Computer Vision-based Methodology to Support AAC
Rúbia Eliza de Oliveira Schultz Ascari, Roberto Pereira, Luciano Silva · 2020 · ACM Transactions on Accessible Computing · doi:10.1145/3408300
Summary
This paper presents a methodology for supporting augmentative and alternative communication (AAC) through personalized gestural interaction using computer vision and machine learning. The authors developed the PGCA (Personal Gesture Communication Assistant) system, which enables people with motor and speech impairments to communicate through customized gestures captured via standard webcam. The system consists of three main areas: a Caregiver Area for creating personalized gesture datasets, a User Area for gesture-based interaction, and a Communication Boards Area for configuring communication symbols. Two machine learning approaches were evaluated—Support Vector Machine (SVM) with Histogram of Oriented Gradients (HOG) descriptors and Convolutional Neural Networks (CNN) using Transfer Learning with Inception V3. The research also compared two motion representation techniques: conventional Motion History Image (MHI) and a novel Optical Flow-based MHI (OF-MHI).

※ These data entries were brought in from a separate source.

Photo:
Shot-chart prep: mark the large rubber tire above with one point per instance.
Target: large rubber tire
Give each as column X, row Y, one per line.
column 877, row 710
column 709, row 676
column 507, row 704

Three evaluation steps were conducted: testing with volunteers without disabilities, validation using the public Keck Gesture Dataset, and real-world testing with students who have motor and speech impairments in a school environment.
Key findings
The SVM-based classifier combined with OF-MHI motion representation consistently outperformed the CNN approach across most test scenarios. Both classifiers achieved over 94% accuracy when trained on personalized datasets from volunteers without disabilities. In the school-based evaluation with students who have cerebral palsy, four of seven selected students successfully created usable personalized datasets, while three could not participate due to comprehension limitations, lack of voluntary gesture control, or disinterest. Results varied significantly between students—some achieved perfect recognition accuracy while others showed 68-87% accuracy—reflecting the heterogeneous nature of motor disabilities. The research demonstrated that effective gesture recognition is possible with relatively small training datasets (as few as 10-17 samples per gesture class). Involuntary movements and spastic gestures presented challenges, with some students requiring gesture sets that avoided similar motion patterns to prevent classifier confusion. The personalized approach proved essential, as each student's unique motor capabilities required individually tailored gesture vocabularies.
Relevance
This research demonstrates the feasibility of low-cost, personalized AAC solutions using standard webcams and machine learning, making gesture-based communication accessible without expensive specialized hardware. The work is particularly relevant for practitioners supporting students with cerebral palsy and similar conditions affecting motor and speech abilities. The methodology acknowledges that motor disabilities create highly individual profiles of capabilities and limitations, requiring personalized rather than one-size-fits-all approaches. The findings highlight important practical considerations: caregiver involvement is essential for dataset creation, users need sufficient comprehension to understand gesture-system mapping, and environmental factors (lighting, background, camera positioning) significantly affect recognition accuracy. The system's reliance on explicit gesture input limits applicability for users with severe cognitive impairments—a limitation the authors suggest could be addressed through future integration with brain-computer interfaces and more autonomous movement pattern interpretation.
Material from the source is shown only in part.